Diocese Acts to Protect Its Young
By Raygan Swan firstname.lastname@example.org
Henderson Gleaner [Kentucky]
October 28, 2003
As a response to national sexual abuse scandals, the Catholic Diocese of Evansville has started what it called an unprecedented training session to protect youths.
The training is aimed at involving every person in the diocese by establishing and maintaining an environment that is safe for children, said Bishop Gerald A. Gettelfinger. The U.S. Conference of Catholic Bishops has mandated better protection of the church's young people. The training is one step in that direction. Also, the Evansville diocese now requires criminal background checks on every diocese employee.
Gettelfinger has said the church wants to assure people that those who work for the church are free of criminal allegations.

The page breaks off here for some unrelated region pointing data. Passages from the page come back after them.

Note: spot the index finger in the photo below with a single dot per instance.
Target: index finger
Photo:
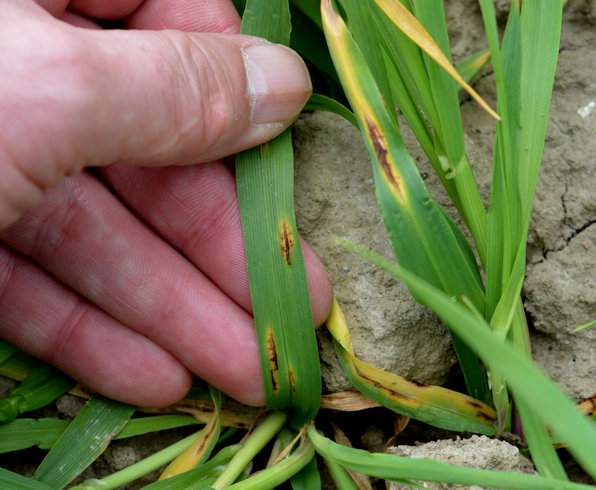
(186, 15)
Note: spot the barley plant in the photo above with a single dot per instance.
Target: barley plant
(380, 64)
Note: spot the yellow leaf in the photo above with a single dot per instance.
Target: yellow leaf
(411, 27)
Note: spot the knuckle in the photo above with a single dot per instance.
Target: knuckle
(66, 331)
(202, 231)
(205, 89)
(58, 222)
(7, 268)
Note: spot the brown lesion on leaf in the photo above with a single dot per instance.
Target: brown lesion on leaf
(207, 436)
(487, 417)
(292, 379)
(482, 411)
(396, 395)
(380, 146)
(273, 361)
(588, 405)
(286, 241)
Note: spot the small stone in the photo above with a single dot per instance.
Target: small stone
(69, 405)
(476, 452)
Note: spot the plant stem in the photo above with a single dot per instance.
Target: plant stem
(250, 448)
(279, 472)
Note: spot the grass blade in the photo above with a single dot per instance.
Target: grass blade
(277, 278)
(14, 481)
(201, 448)
(392, 467)
(527, 382)
(279, 472)
(24, 433)
(433, 405)
(251, 446)
(308, 478)
(192, 480)
(412, 28)
(318, 102)
(421, 234)
(87, 436)
(42, 386)
(140, 468)
(471, 66)
(6, 351)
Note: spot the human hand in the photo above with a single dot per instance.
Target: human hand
(128, 278)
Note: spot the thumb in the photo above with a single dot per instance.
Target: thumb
(172, 97)
(72, 98)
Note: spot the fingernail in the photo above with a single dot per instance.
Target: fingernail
(278, 83)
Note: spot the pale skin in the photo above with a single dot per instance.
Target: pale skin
(131, 278)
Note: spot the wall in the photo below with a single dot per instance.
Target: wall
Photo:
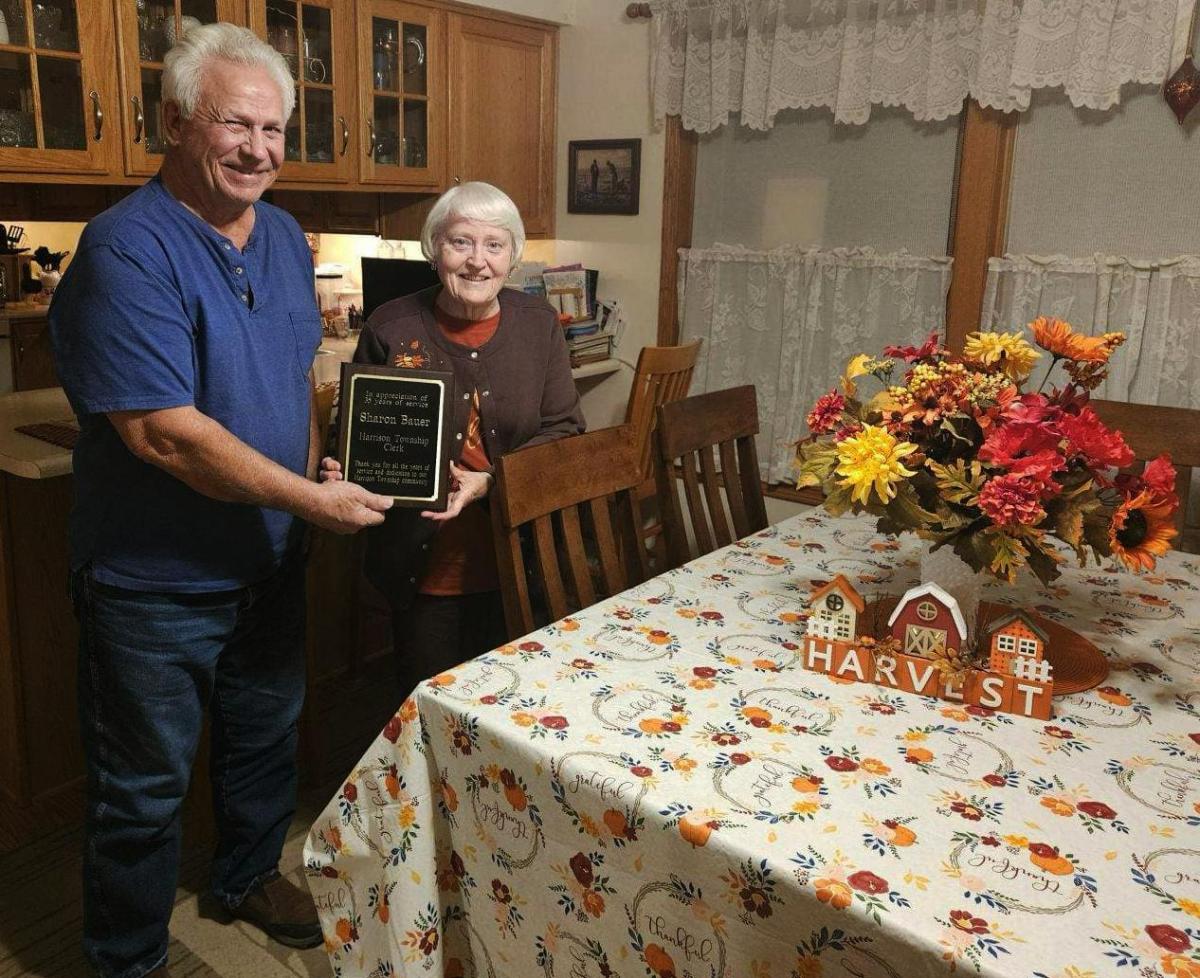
(556, 11)
(604, 94)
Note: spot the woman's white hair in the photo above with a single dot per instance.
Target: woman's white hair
(473, 202)
(185, 64)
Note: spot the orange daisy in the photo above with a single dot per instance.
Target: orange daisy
(1141, 531)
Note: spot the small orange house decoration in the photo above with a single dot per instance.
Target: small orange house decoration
(928, 623)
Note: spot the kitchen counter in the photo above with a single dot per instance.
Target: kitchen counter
(21, 454)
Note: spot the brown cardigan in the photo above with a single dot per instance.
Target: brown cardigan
(527, 396)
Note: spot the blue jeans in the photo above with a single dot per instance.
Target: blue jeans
(150, 664)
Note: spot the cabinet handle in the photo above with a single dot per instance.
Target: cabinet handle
(97, 113)
(139, 119)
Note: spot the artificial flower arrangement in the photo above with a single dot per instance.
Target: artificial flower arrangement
(957, 450)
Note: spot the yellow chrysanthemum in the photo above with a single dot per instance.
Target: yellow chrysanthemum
(1009, 349)
(873, 459)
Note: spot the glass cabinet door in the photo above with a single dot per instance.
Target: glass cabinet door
(147, 31)
(58, 97)
(315, 39)
(401, 78)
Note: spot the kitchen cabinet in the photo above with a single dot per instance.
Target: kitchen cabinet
(33, 358)
(145, 31)
(401, 49)
(503, 88)
(58, 89)
(316, 39)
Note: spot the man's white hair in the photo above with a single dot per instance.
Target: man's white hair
(186, 61)
(474, 201)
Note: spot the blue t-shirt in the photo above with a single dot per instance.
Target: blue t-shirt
(159, 310)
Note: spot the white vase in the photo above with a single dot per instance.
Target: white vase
(957, 577)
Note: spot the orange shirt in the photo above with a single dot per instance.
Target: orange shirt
(462, 558)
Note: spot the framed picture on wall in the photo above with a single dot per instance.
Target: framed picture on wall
(604, 175)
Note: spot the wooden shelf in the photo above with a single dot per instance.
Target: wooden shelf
(599, 369)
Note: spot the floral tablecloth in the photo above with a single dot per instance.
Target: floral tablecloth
(658, 787)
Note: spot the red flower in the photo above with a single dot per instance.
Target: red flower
(826, 413)
(1024, 449)
(1096, 809)
(1011, 501)
(1168, 937)
(1101, 448)
(868, 882)
(964, 921)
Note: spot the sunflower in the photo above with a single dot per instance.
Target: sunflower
(1141, 531)
(1014, 355)
(873, 457)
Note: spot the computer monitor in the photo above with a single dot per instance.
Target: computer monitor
(387, 279)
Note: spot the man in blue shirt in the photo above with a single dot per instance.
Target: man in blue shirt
(184, 333)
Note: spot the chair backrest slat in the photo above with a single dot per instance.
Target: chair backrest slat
(543, 487)
(573, 541)
(713, 498)
(663, 375)
(725, 420)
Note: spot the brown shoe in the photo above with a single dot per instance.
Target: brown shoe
(283, 912)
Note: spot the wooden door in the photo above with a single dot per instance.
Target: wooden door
(316, 39)
(145, 31)
(402, 99)
(58, 89)
(502, 109)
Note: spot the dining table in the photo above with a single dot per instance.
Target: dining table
(657, 786)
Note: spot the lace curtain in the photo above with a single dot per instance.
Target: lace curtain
(711, 58)
(1156, 304)
(787, 322)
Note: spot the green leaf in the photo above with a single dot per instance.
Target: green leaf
(1007, 553)
(815, 461)
(958, 483)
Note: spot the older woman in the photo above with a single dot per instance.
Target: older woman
(509, 359)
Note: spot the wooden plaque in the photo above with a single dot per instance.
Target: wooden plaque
(393, 432)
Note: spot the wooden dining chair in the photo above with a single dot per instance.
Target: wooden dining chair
(689, 432)
(663, 375)
(1151, 431)
(577, 497)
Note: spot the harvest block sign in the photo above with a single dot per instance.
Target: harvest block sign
(923, 651)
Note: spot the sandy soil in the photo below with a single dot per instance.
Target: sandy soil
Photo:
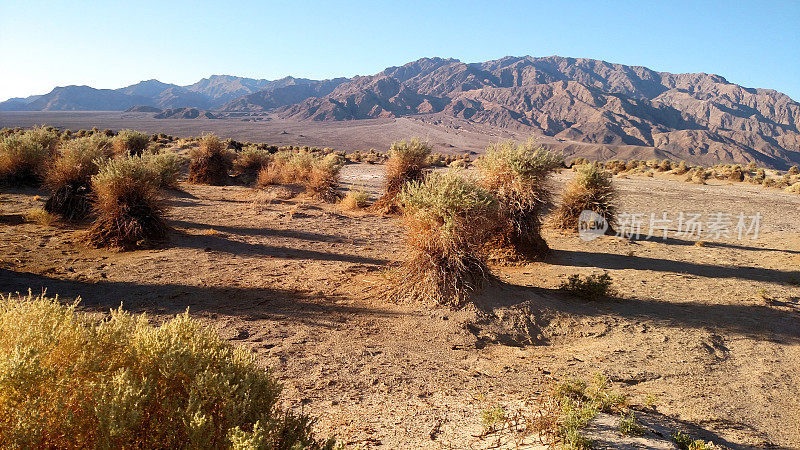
(303, 285)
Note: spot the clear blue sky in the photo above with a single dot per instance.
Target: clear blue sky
(112, 44)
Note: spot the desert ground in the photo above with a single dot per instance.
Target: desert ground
(711, 329)
(445, 134)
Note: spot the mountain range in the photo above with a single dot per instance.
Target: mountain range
(570, 99)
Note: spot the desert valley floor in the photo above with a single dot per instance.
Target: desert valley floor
(711, 329)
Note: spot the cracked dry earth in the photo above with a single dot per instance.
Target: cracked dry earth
(304, 285)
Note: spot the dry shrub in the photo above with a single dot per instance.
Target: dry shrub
(447, 218)
(736, 175)
(681, 168)
(249, 162)
(70, 381)
(354, 199)
(24, 155)
(40, 216)
(592, 189)
(128, 205)
(69, 177)
(319, 176)
(210, 162)
(166, 168)
(407, 162)
(130, 142)
(518, 175)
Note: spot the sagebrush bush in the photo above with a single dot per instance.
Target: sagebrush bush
(69, 178)
(130, 142)
(447, 218)
(593, 287)
(319, 175)
(249, 162)
(70, 381)
(518, 175)
(354, 199)
(407, 162)
(129, 205)
(210, 162)
(24, 155)
(166, 168)
(592, 189)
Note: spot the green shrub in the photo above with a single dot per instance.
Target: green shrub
(166, 168)
(629, 426)
(70, 381)
(518, 175)
(407, 162)
(249, 162)
(593, 287)
(210, 162)
(130, 142)
(69, 177)
(592, 189)
(129, 205)
(24, 155)
(447, 218)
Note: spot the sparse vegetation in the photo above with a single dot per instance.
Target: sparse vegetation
(70, 381)
(592, 189)
(24, 155)
(130, 142)
(210, 162)
(249, 162)
(128, 205)
(593, 287)
(447, 218)
(166, 168)
(355, 199)
(40, 216)
(518, 174)
(69, 177)
(629, 426)
(407, 162)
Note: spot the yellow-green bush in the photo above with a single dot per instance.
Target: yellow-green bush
(592, 189)
(25, 154)
(166, 167)
(407, 162)
(518, 175)
(447, 218)
(130, 142)
(69, 176)
(70, 381)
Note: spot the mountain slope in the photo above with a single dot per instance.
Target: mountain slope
(579, 100)
(584, 101)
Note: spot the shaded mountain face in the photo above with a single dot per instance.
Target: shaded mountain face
(208, 93)
(682, 116)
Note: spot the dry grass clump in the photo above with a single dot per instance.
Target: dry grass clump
(447, 218)
(319, 175)
(40, 216)
(355, 199)
(70, 381)
(407, 162)
(593, 287)
(249, 162)
(592, 189)
(517, 175)
(210, 162)
(128, 205)
(24, 154)
(166, 168)
(130, 142)
(69, 177)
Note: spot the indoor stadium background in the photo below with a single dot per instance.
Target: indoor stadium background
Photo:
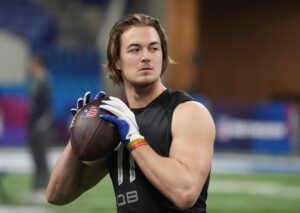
(240, 58)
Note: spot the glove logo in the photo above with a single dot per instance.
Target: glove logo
(91, 111)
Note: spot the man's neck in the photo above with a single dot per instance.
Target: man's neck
(139, 97)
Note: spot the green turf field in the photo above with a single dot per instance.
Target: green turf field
(228, 193)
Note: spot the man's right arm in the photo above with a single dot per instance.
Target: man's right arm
(71, 177)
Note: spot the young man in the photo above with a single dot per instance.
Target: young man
(165, 156)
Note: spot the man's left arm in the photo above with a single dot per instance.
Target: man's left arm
(182, 175)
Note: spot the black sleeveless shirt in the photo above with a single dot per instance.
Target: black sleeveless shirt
(134, 193)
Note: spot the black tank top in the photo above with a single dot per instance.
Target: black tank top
(134, 193)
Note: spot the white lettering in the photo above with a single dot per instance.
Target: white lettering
(234, 128)
(128, 197)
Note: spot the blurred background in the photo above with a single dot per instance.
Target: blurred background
(240, 58)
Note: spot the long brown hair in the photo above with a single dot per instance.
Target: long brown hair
(113, 47)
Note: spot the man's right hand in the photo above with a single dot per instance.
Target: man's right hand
(85, 100)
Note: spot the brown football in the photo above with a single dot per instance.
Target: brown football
(92, 137)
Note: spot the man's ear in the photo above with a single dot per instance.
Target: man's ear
(118, 65)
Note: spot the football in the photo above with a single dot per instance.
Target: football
(92, 137)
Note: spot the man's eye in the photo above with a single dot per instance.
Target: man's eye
(154, 48)
(134, 50)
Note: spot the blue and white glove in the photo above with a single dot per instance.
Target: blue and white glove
(81, 102)
(124, 118)
(85, 100)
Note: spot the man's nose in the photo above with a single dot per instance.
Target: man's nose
(145, 56)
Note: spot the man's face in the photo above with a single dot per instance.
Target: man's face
(140, 56)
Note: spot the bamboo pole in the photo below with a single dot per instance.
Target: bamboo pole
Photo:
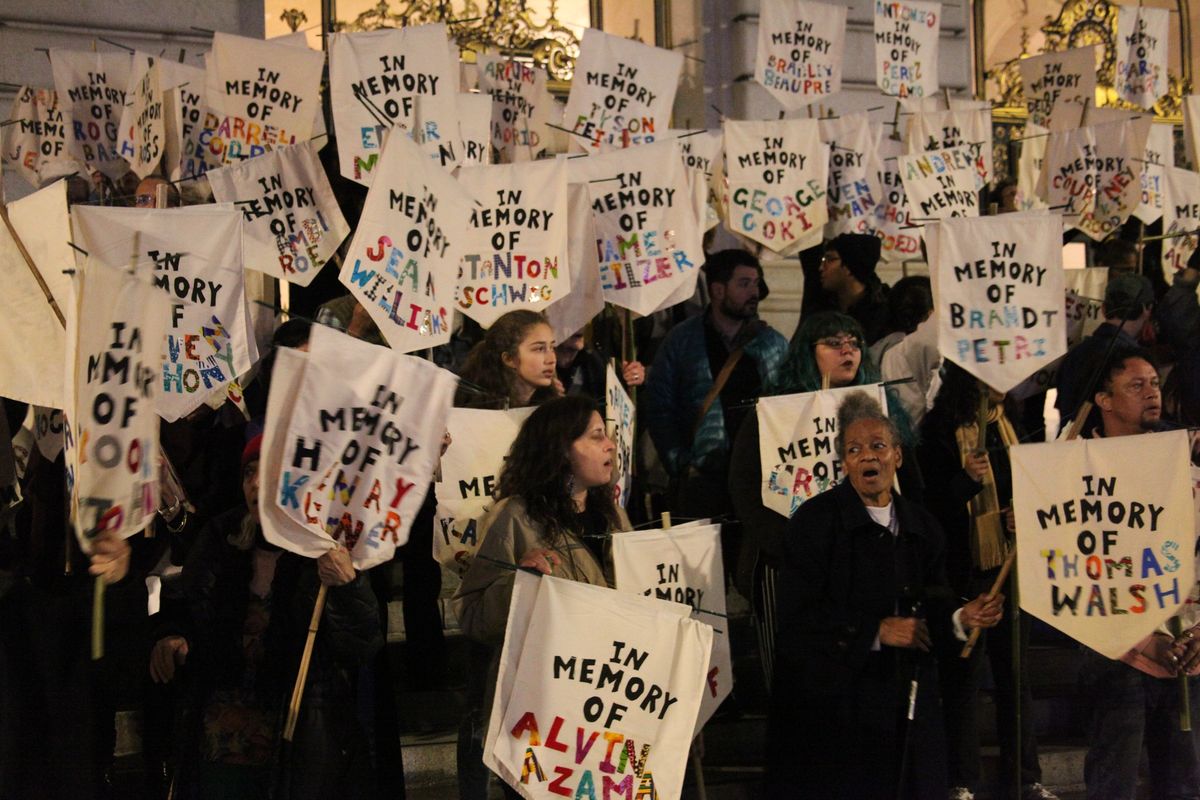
(303, 674)
(1176, 626)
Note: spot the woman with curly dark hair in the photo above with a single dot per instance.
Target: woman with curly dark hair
(973, 506)
(513, 366)
(553, 513)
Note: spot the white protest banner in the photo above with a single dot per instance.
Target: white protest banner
(1084, 289)
(619, 415)
(586, 300)
(515, 252)
(469, 475)
(801, 47)
(112, 374)
(622, 92)
(359, 447)
(897, 238)
(36, 139)
(971, 128)
(595, 703)
(941, 185)
(31, 337)
(1192, 128)
(91, 89)
(148, 138)
(521, 106)
(474, 128)
(402, 263)
(647, 230)
(1104, 546)
(777, 173)
(376, 79)
(261, 95)
(682, 565)
(1029, 168)
(1159, 154)
(855, 187)
(195, 256)
(293, 223)
(1181, 214)
(999, 294)
(1057, 85)
(1119, 156)
(796, 444)
(906, 47)
(1140, 48)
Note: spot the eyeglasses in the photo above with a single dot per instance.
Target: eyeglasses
(840, 343)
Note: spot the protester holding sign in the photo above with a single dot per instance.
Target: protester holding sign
(706, 374)
(847, 272)
(862, 602)
(235, 639)
(555, 507)
(973, 506)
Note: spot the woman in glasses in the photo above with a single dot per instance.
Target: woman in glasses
(828, 348)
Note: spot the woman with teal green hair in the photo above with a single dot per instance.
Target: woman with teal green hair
(828, 349)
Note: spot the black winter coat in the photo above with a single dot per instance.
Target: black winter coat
(837, 725)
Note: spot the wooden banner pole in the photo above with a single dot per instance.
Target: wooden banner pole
(303, 674)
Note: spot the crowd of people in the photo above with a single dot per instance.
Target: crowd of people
(864, 594)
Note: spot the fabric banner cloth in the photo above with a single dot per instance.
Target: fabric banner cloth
(576, 310)
(112, 378)
(469, 476)
(936, 131)
(36, 140)
(91, 90)
(619, 417)
(892, 224)
(1029, 168)
(474, 131)
(941, 184)
(647, 229)
(1159, 154)
(999, 294)
(1181, 212)
(1140, 47)
(191, 149)
(388, 78)
(1057, 85)
(521, 106)
(403, 260)
(777, 174)
(262, 95)
(796, 444)
(515, 253)
(33, 342)
(589, 703)
(293, 222)
(195, 256)
(906, 35)
(349, 453)
(801, 50)
(147, 132)
(1104, 546)
(855, 188)
(622, 94)
(683, 565)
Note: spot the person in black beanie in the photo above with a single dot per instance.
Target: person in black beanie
(847, 272)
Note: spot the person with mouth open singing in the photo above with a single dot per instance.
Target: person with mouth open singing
(863, 602)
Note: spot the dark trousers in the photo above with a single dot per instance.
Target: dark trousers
(1131, 709)
(961, 679)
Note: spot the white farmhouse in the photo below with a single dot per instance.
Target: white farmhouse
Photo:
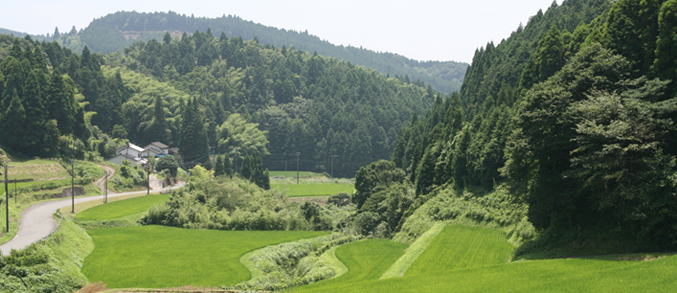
(129, 152)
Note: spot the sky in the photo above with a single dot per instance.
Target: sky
(423, 29)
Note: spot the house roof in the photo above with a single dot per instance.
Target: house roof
(158, 144)
(131, 146)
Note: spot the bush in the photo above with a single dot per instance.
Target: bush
(237, 204)
(498, 209)
(295, 263)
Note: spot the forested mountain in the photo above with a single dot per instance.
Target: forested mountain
(227, 96)
(121, 29)
(575, 113)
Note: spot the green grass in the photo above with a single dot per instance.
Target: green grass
(314, 189)
(464, 259)
(366, 260)
(158, 257)
(413, 252)
(459, 247)
(38, 170)
(290, 174)
(122, 208)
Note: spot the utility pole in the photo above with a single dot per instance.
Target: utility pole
(6, 200)
(297, 167)
(332, 165)
(105, 189)
(147, 177)
(73, 178)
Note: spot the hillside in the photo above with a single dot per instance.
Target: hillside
(119, 30)
(227, 96)
(574, 114)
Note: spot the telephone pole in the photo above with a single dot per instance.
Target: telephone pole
(73, 178)
(332, 165)
(6, 200)
(297, 167)
(105, 189)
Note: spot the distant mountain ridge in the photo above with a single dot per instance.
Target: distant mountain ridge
(118, 30)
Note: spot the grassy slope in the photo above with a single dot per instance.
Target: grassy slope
(366, 260)
(292, 174)
(478, 263)
(459, 247)
(43, 171)
(122, 208)
(64, 251)
(156, 256)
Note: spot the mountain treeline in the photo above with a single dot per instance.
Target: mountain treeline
(250, 95)
(211, 95)
(119, 30)
(575, 114)
(39, 103)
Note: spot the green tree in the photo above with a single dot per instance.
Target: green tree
(13, 126)
(665, 65)
(194, 144)
(246, 137)
(61, 104)
(374, 177)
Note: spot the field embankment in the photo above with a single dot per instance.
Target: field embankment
(160, 257)
(471, 259)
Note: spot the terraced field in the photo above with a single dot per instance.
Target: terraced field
(160, 257)
(366, 260)
(314, 189)
(122, 208)
(464, 259)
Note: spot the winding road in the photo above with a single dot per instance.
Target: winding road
(37, 223)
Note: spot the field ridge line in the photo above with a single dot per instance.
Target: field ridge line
(412, 252)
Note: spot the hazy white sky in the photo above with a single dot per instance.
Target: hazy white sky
(420, 29)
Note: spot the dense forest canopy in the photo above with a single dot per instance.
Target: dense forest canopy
(221, 95)
(575, 114)
(118, 30)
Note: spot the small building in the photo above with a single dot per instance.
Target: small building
(129, 152)
(157, 149)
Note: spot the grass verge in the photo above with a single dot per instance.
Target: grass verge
(366, 260)
(470, 259)
(413, 252)
(119, 209)
(51, 265)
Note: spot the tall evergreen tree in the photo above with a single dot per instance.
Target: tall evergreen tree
(194, 145)
(14, 123)
(60, 105)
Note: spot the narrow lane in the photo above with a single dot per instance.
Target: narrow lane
(37, 222)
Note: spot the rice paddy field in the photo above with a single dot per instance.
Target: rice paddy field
(464, 259)
(314, 188)
(366, 260)
(160, 257)
(290, 174)
(119, 209)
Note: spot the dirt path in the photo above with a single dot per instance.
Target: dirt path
(37, 222)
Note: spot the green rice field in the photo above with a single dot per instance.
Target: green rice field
(463, 259)
(314, 189)
(122, 208)
(302, 174)
(160, 257)
(366, 260)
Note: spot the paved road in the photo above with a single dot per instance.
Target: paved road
(37, 223)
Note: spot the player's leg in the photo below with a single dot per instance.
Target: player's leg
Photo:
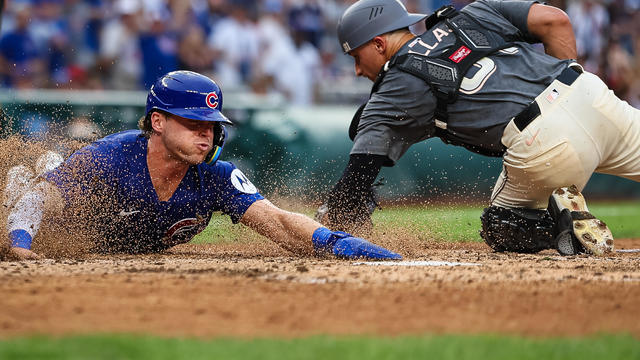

"We regret that any child or young person was ever abused by someone working in the name of the church," Gettelfinger said. "We are committed to healing these wounds and, to the best of our ability, see that this does not happen again."
The training is being conducted for youth protection coordinators in parishes and schools throughout the 12 counties in the Evansville diocese. Coordinators who receive the training will then train staff and volunteers in their parishes and schools by the end of the year. Training manuals teach diocesan members how to recognize signs of abuse or neglect - physical, sexual and emotional. The manuals outline best practices for adults who work with youths, such as having separate overnight accommodations and no one-on-one contact. It is the policy of the Evansville diocese to report any allegation of abuse to police and child protective services, and to inform the bishop's office. Anyone who admits to sexual misconduct will be removed from his assignment, according to policy. In the last decade, four priests or members of the diocese have been removed as the result of sexual misconduct allegations, said Paul R. Leingang, director of communications.
In 2002, two members were investigated for sexual misconduct, but the allegations were never substantiated. The diocese review board allowed the members to return, he said.